Retour sur l’affaire de Steubenville qui, entre culte du sport et slutshaming, illustre malheureusement parfaitement ce que vivent parfois les victimes de viol.

Mise à jour, le 26 novembre 2013 — L’affaire de Steubenville, qui était déjà absolument sordide, s’enfonce encore un peu plus dans le glauque. On apprenait il y a quelques heures que quatre membres du lycée ont été mis en examen :

  • Le directeur est accusé d’avoir fait obstruction à la justice et d’avoir manipulé des preuves
  • Un assistant-coach de 26 ans d’avoir fait boire des mineurs, de faux témoignage et d’avoir entravé l’affaire
  • Deux autres employés de l’école, pour ne pas avoir signalé une agression sur mineure.

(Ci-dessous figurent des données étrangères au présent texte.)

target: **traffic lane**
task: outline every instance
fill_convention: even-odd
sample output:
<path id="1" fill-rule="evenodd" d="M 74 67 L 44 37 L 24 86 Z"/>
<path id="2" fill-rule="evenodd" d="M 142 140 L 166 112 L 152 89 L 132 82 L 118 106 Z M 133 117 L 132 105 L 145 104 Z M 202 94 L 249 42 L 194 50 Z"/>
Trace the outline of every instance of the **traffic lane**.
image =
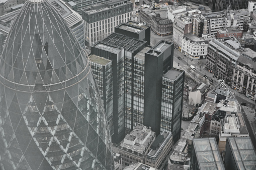
<path id="1" fill-rule="evenodd" d="M 241 103 L 246 103 L 246 106 L 247 107 L 250 108 L 255 107 L 255 103 L 252 100 L 249 99 L 248 99 L 247 100 L 245 100 L 242 98 L 242 97 L 240 97 L 239 95 L 243 95 L 242 94 L 236 93 L 235 93 L 235 94 L 237 95 L 236 96 L 235 96 L 235 98 L 236 99 L 236 100 L 237 100 L 239 104 L 241 104 Z"/>
<path id="2" fill-rule="evenodd" d="M 250 137 L 250 139 L 251 140 L 251 142 L 252 142 L 252 144 L 253 145 L 254 147 L 256 148 L 256 139 L 255 138 L 255 134 L 254 133 L 254 132 L 252 129 L 251 129 L 251 126 L 250 125 L 249 120 L 248 120 L 247 117 L 246 116 L 243 110 L 242 111 L 242 114 L 243 115 L 244 123 L 246 126 L 247 130 L 248 131 L 248 133 L 249 133 L 249 136 Z"/>

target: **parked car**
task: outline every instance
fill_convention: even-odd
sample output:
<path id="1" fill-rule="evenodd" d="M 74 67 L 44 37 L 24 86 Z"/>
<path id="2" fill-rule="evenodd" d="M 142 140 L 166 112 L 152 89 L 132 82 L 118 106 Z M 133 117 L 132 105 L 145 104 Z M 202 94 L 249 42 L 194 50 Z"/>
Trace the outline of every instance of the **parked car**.
<path id="1" fill-rule="evenodd" d="M 198 110 L 197 110 L 197 109 L 196 109 L 194 110 L 193 110 L 193 112 L 192 112 L 192 114 L 196 114 L 196 113 L 197 113 L 197 111 L 198 111 Z"/>
<path id="2" fill-rule="evenodd" d="M 191 65 L 190 66 L 190 68 L 193 70 L 196 70 L 196 67 L 194 67 L 192 65 Z"/>

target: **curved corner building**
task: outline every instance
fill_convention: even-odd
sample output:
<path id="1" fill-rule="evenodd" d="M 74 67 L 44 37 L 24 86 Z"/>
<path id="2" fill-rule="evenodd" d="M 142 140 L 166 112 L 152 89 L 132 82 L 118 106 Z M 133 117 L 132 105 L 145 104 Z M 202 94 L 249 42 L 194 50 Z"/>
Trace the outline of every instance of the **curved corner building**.
<path id="1" fill-rule="evenodd" d="M 90 62 L 48 1 L 28 0 L 0 60 L 0 169 L 112 169 Z"/>

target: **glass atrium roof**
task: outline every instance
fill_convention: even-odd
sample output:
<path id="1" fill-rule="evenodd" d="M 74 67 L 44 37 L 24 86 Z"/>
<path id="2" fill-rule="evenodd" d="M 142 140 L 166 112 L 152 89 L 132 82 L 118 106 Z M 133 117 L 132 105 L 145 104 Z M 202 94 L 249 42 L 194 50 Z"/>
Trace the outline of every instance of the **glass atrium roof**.
<path id="1" fill-rule="evenodd" d="M 228 137 L 227 140 L 240 169 L 256 169 L 256 152 L 250 138 Z"/>
<path id="2" fill-rule="evenodd" d="M 225 169 L 214 138 L 193 139 L 193 144 L 200 169 Z"/>
<path id="3" fill-rule="evenodd" d="M 113 33 L 102 41 L 102 42 L 115 46 L 122 47 L 127 51 L 133 52 L 145 41 Z"/>

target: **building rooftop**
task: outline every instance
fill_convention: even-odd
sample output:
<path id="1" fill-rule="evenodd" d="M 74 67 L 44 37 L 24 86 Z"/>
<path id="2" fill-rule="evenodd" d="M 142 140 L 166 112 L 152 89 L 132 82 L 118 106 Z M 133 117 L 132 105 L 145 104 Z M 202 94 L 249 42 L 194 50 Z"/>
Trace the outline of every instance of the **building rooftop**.
<path id="1" fill-rule="evenodd" d="M 113 33 L 101 42 L 124 48 L 125 51 L 129 52 L 133 52 L 146 43 L 145 41 L 139 40 L 116 33 Z"/>
<path id="2" fill-rule="evenodd" d="M 105 43 L 101 43 L 101 42 L 97 43 L 94 47 L 115 54 L 118 53 L 121 50 L 121 49 L 118 47 L 115 47 L 114 46 L 109 45 Z"/>
<path id="3" fill-rule="evenodd" d="M 223 123 L 222 130 L 225 132 L 230 132 L 236 133 L 240 132 L 239 131 L 240 126 L 236 117 L 226 117 L 223 119 Z"/>
<path id="4" fill-rule="evenodd" d="M 122 2 L 122 3 L 120 3 Z M 91 15 L 97 13 L 101 13 L 106 10 L 112 10 L 113 8 L 123 6 L 131 2 L 128 0 L 112 0 L 100 4 L 94 4 L 91 8 L 83 10 L 83 12 L 87 15 Z"/>
<path id="5" fill-rule="evenodd" d="M 235 99 L 234 94 L 231 92 L 227 85 L 223 81 L 220 81 L 209 93 L 207 96 L 214 97 L 217 94 L 221 94 L 229 98 Z"/>
<path id="6" fill-rule="evenodd" d="M 126 166 L 124 168 L 124 170 L 156 170 L 156 169 L 139 162 Z"/>
<path id="7" fill-rule="evenodd" d="M 178 152 L 185 152 L 187 149 L 188 146 L 188 143 L 187 142 L 187 139 L 183 137 L 181 138 L 179 142 L 174 149 L 175 150 L 177 150 Z"/>
<path id="8" fill-rule="evenodd" d="M 256 169 L 256 152 L 249 137 L 228 137 L 237 167 Z"/>
<path id="9" fill-rule="evenodd" d="M 181 162 L 184 162 L 186 160 L 186 157 L 187 155 L 187 150 L 188 146 L 188 144 L 186 141 L 186 139 L 183 137 L 181 138 L 174 149 L 174 152 L 170 157 L 171 160 Z"/>
<path id="10" fill-rule="evenodd" d="M 209 42 L 209 46 L 211 48 L 214 47 L 214 48 L 219 49 L 223 53 L 225 51 L 228 52 L 232 54 L 229 57 L 235 61 L 241 54 L 245 52 L 244 49 L 240 46 L 239 42 L 233 37 L 213 39 Z M 229 60 L 229 58 L 228 59 Z"/>
<path id="11" fill-rule="evenodd" d="M 240 55 L 237 62 L 246 65 L 253 70 L 256 70 L 256 52 L 251 51 L 249 53 L 244 53 Z"/>
<path id="12" fill-rule="evenodd" d="M 207 45 L 209 41 L 211 40 L 212 38 L 210 38 L 210 36 L 205 37 L 197 37 L 194 34 L 188 34 L 184 35 L 184 39 L 186 40 L 190 40 L 192 42 L 198 42 L 201 43 L 204 42 Z"/>
<path id="13" fill-rule="evenodd" d="M 225 170 L 214 138 L 193 139 L 193 143 L 200 169 Z"/>
<path id="14" fill-rule="evenodd" d="M 167 73 L 164 74 L 163 77 L 166 78 L 169 80 L 175 80 L 181 75 L 184 71 L 176 69 L 175 68 L 171 68 Z"/>
<path id="15" fill-rule="evenodd" d="M 222 11 L 214 13 L 206 13 L 203 15 L 206 19 L 211 19 L 215 18 L 226 18 L 225 11 Z"/>
<path id="16" fill-rule="evenodd" d="M 69 8 L 60 1 L 58 0 L 50 0 L 49 2 L 63 18 L 65 18 L 65 17 L 71 13 L 71 11 Z"/>
<path id="17" fill-rule="evenodd" d="M 150 49 L 151 47 L 146 47 L 143 49 L 142 50 L 140 51 L 136 55 L 135 55 L 134 57 L 145 60 L 145 53 L 147 53 Z"/>
<path id="18" fill-rule="evenodd" d="M 190 123 L 188 128 L 186 129 L 186 132 L 182 137 L 189 140 L 192 140 L 194 137 L 195 131 L 198 128 L 198 123 L 195 122 Z"/>
<path id="19" fill-rule="evenodd" d="M 138 28 L 137 27 L 134 27 L 130 24 L 126 24 L 126 23 L 122 23 L 121 25 L 117 27 L 117 28 L 121 28 L 125 30 L 128 30 L 131 32 L 138 33 L 143 30 L 142 28 Z"/>
<path id="20" fill-rule="evenodd" d="M 173 43 L 166 41 L 160 41 L 156 44 L 151 49 L 154 51 L 159 51 L 159 52 L 163 52 L 166 49 L 169 47 L 173 44 Z"/>
<path id="21" fill-rule="evenodd" d="M 240 27 L 227 27 L 218 29 L 218 32 L 220 34 L 233 33 L 241 33 L 242 31 L 240 29 Z"/>
<path id="22" fill-rule="evenodd" d="M 89 56 L 89 59 L 91 62 L 100 64 L 103 66 L 105 66 L 111 62 L 111 60 L 110 60 L 97 56 L 94 54 L 91 55 Z"/>
<path id="23" fill-rule="evenodd" d="M 202 106 L 201 112 L 212 115 L 216 111 L 216 106 L 218 103 L 208 101 Z"/>
<path id="24" fill-rule="evenodd" d="M 137 125 L 130 134 L 125 136 L 120 147 L 125 147 L 137 153 L 144 154 L 155 135 L 155 133 L 146 126 Z"/>
<path id="25" fill-rule="evenodd" d="M 221 105 L 219 105 L 219 104 L 221 104 Z M 217 107 L 219 107 L 219 109 L 220 110 L 224 111 L 225 112 L 236 113 L 238 111 L 237 105 L 235 101 L 220 101 Z"/>
<path id="26" fill-rule="evenodd" d="M 0 31 L 8 34 L 13 21 L 16 18 L 20 10 L 8 13 L 0 17 Z"/>
<path id="27" fill-rule="evenodd" d="M 203 114 L 197 114 L 193 119 L 192 121 L 196 123 L 199 124 L 202 119 L 204 117 L 204 115 Z"/>
<path id="28" fill-rule="evenodd" d="M 165 131 L 158 135 L 152 143 L 150 151 L 148 152 L 147 158 L 154 160 L 154 158 L 155 159 L 160 155 L 164 145 L 167 144 L 171 137 L 172 137 L 172 133 Z"/>
<path id="29" fill-rule="evenodd" d="M 143 28 L 144 29 L 147 29 L 148 28 L 149 28 L 150 27 L 149 26 L 148 26 L 147 25 L 145 25 L 142 23 L 136 23 L 136 22 L 133 22 L 132 21 L 129 21 L 127 23 L 128 24 L 133 25 L 133 26 L 141 27 L 141 28 Z"/>
<path id="30" fill-rule="evenodd" d="M 179 152 L 175 150 L 170 157 L 173 161 L 184 162 L 186 161 L 187 153 Z"/>

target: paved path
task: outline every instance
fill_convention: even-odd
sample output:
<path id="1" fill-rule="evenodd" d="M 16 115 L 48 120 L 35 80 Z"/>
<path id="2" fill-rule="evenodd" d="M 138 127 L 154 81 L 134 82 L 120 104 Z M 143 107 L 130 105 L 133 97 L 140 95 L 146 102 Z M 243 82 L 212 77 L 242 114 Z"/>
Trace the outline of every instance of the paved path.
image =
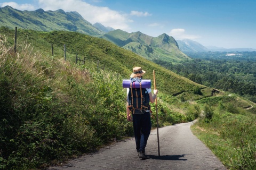
<path id="1" fill-rule="evenodd" d="M 49 169 L 227 169 L 192 133 L 191 123 L 159 129 L 160 156 L 155 130 L 151 131 L 148 141 L 147 159 L 139 158 L 134 139 L 132 138 Z"/>

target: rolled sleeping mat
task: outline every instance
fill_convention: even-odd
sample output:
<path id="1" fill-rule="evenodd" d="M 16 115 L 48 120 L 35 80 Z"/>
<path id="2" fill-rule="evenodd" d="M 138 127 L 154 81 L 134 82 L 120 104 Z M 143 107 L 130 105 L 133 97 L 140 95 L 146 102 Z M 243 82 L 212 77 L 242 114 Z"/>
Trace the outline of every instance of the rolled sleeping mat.
<path id="1" fill-rule="evenodd" d="M 123 88 L 130 88 L 131 86 L 131 80 L 123 80 Z M 138 81 L 134 81 L 132 83 L 132 87 L 133 88 L 139 88 L 140 83 Z M 142 88 L 151 88 L 151 80 L 141 80 Z"/>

L’un des directeurs avait déjà été inculpé le mois dernier pour parjure, obstruction à l’enquête, obstruction à la justice et falsification de preuve : jusqu’où certains membres de l’école sont-ils allés, non pas pour agir pour le bien de la victime, mais pour d’autres raisons (que ce soit pour protéger les lycéens jugés coupables de viol, préserver la réputation de l’établissement ou autre) ? J’ai bien peur qu’on ne soit pas au bout de nos surprises.

Le 18 mars 2013 — Ma’lik Richmond et Trent Mays ont respectivement 16 et 17 ans et sont lycéens à Steubenville, dans l’Ohio. Ils sont deux des stars de leur équipe de football et ont un avenir sportif devant eux. Hier, ils ont tous les deux été jugés coupables de viol sur une mineure de 16 et devront écoper respectivement de un an et trois ans en prison pour mineurs. Ils l’ont violée à plusieurs reprises devant des témoins qui ne seraient pas intervenus. Depuis quelques mois, ce crime fait largement parler de lui. Une vidéo dans laquelle un garçon faisait des plaisanteries sur le viol subi par l’adolescente avait été mise en ligne, avant d’être rapidement retirée. Une manifestation avait par ailleurs été organisée pour protester contre le supposé laxisme de certains membres des autorités et contre le caractère intouchable des sportifs de haut niveau dans les lycées.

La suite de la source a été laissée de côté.